A national 501 (c)(3) non-profit charity that provides direct services to patients with chronic, life threatening and debilitating diseases to help access care and treatment recommended by their doctor.
Medical billing can be overwhelming and daunting. But if you become familiar with some important language that impacts your bill, it can ensure you can catch any issues that may present on your medical bills.
Deductible The amount you pay for medical expenses before the insurance plan begins to cover any additional expenses. For example, if you have a $1,000 deductible, this means you will have to pay $1,000 out-of-pocket before your insurance company pays their portion for a covered service. Premiums do not count toward meeting your deductible.
Premium The amount you must pay for your health insurance plan to remain active. If you have insurance through the workplace, your employer may pay a portion of your premium on your behalf as part of your employee benefit package.

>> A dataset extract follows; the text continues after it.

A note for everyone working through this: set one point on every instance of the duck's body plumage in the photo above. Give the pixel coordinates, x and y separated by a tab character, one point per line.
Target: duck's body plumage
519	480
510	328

Out-of-Pocket Maximum This is the highest amount of money you will have to pay during your plan period. It includes the money you spent within the deductible amount, co-insurance, co-pays. Once you reach this limit, the insurance company will pay 100% of the allowable amount of costs for all covered benefits. Out-of-pocket maximum is higher than your deductible and does not include medication costs or services that are listed as excluded within your plan language. Today most plans have separate medication and medical out-of-pocket maximums.
Allowed amount The negotiated rate your insurance company and provider have agreed upon for a particular service when completed within your insurance network. Your co-payments and co-insurance will be based on this amount.
Preauthorization Your insurance plan may require prior approval for certain services, drugs, or equipment to consider any charges. Preauthorization is not a guarantee that the insurance plan will cover the cost of the service.